The Q2 2023 earnings season is in the books for the US carriers and several clear trends from the quarter have come into focus. While much of Verizon and AT&T’s earnings calls centered around “lead-sheathed cables”, creating a buzz in the media, the top trends of the quarter for US operators were the ongoing strength of Xfinity and Spectrum Mobile, prepaid to postpaid/cable migration, and record low upgrade rates at the postpaid carriers. Overall phone net additions for Q2 2023 were down slightly YoY with the prepaid market losing value-conscious consumers to Xfinity and Spectrum Mobile, and as Verizon, AT&T and T-Mobile migrated high-value prepaid customers onto their postpaid plans. Additionally, the prepaid market continues to face challenges brought on by recent acquisitions. Meanwhile, existing customers at the postpaid carriers held off on upgrading their devices as overall economic uncertainty resulted in customers holding off on unnecessary upgrades.
Cable Players Continue to Win Subscribers
While each of the postpaid carriers posted positive net phone additions in the quarter, their share of net additions was decisively lower than last year. Verizon continues to lag AT&T and T-Mobile by a significant margin in new customer acquisition, but AT&T and T-Mobile are losing steam as the cable players snag a higher share of net additions. In Q1 2023, Xfinity and Spectrum claimed 53% of total net phone additions. In Q2 2023, the figure dropped to 44% but grew significantly from the previous year’s 29% share.
The prepaid segment saw its third consecutive quarter of overall subscriber losses. The segment is seeing value-driven customers opt for competitively priced plans at Xfinity and Spectrum, while the postpaid carriers continue to migrate high-value prepaid customers onto postpaid plans. Verizon continues to see significant subscriber losses as it is still migrating the customers it obtained through the Tracfone acquisition onto its network and off AT&T and T-Mobile’s networks. Verizon has now lost about 1 million of the subscribers it gained from Tracfone. Similarly, Dish continues to see subscriber losses as it struggles to keep the Boost Mobile brand competitive with Metro and Cricket. Dish is also banking on strong performance from its new postpaid Boost Infinite services to keep the brand afloat, although delays in the launch of Boost Infinite and Dish’s slow network buildout have inspired skepticism.
Low Upgrade Rates in Postpaid
Device sales were minimal at the postpaid carriers through Q2 2023 as upgrade rates reached record lows and churn remained minimal. Consequently, equipment revenues were down significantly across the postpaid carriers. As our recent PR noted, smartphone shipments into the US were down 24% YoY, in large part driven by customers holding onto their devices for longer amid economic uncertainty, lower levels of innovation in the smartphone market, and ongoing improvements in device durability. Upgrade rates are likely to remain below last year’s levels through the end of the year and into 2024 constrained by macroeconomic headwinds, but upgrade rates should spike towards the end of Q3 2023 with the launch of the iPhone 15 and through the holiday shopping season in Q4 2023.

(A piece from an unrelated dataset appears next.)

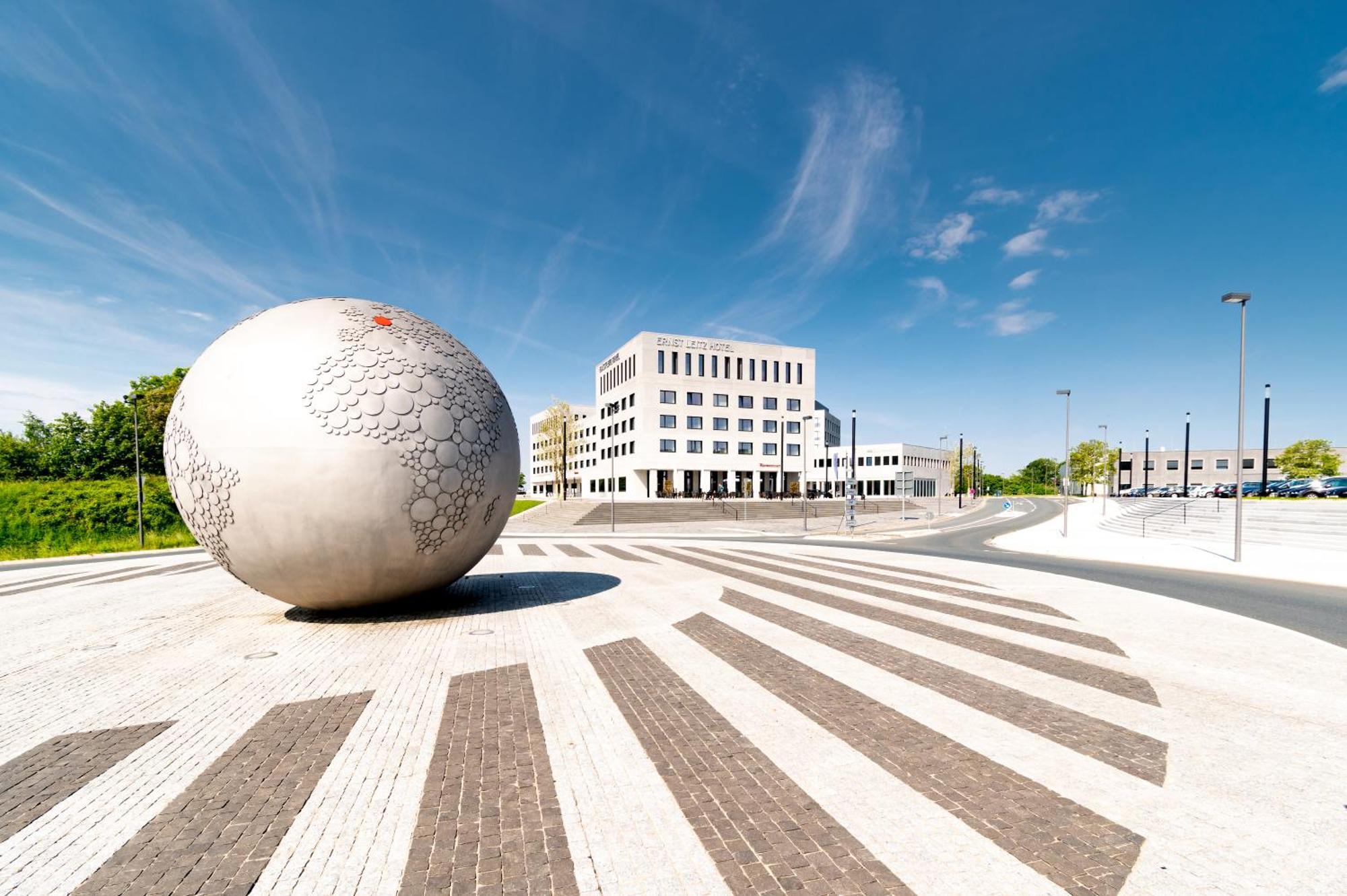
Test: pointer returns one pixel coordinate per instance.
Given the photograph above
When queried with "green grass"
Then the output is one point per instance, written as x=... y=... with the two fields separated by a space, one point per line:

In Q2 2023, the carriers offered strong promotions for upgraders on flagship devices, keeping upgrade rates and device sales from falling further during the quarter. The carriers generally lose money on device sales and make up for it from service revenues. However, as the cable players snare a higher share of customer additions, the growth potential from subscriber growth and consequent service revenues is limited. To combat this situation, the carriers are looking to increase ARPU by offering higher value plans, but also by offering plans on discount to better compete with the cable players. We have also seen AT&T and Verizon increase prices on old plans to raise ARPU or encourage subscribers to adopt new service plans. Verizon and T-Mobile both restructured their service plans during Q2 2023, simplifying their menu of services and improving the value offered to customers. Meanwhile, AT&T stood pat with its slate of service plans but announced that later this year it would reduce its autopay discount to $5/month from $10/month, which will improve ARPU.
What to Expect in H2 2023
As 2023 marches on, we expect to see the carriers become even more competitive with their service promotions as the cable players continue to win in customer acquisition. Additionally, we see the carriers offering even more “bundling” opportunities, as they aggregate streaming services, internet service, and cellular service to improve their overall value offer. Meanwhile, prepaid will continue to struggle, as customers in this segment have been the worst hit by inflation. The second half of the year will see an uptick in device sales, as usual, with the launch of the Apple iPhone 15 in September and as the holiday shopping season sets in. However, we expect overall smartphone sales to remain down YoY.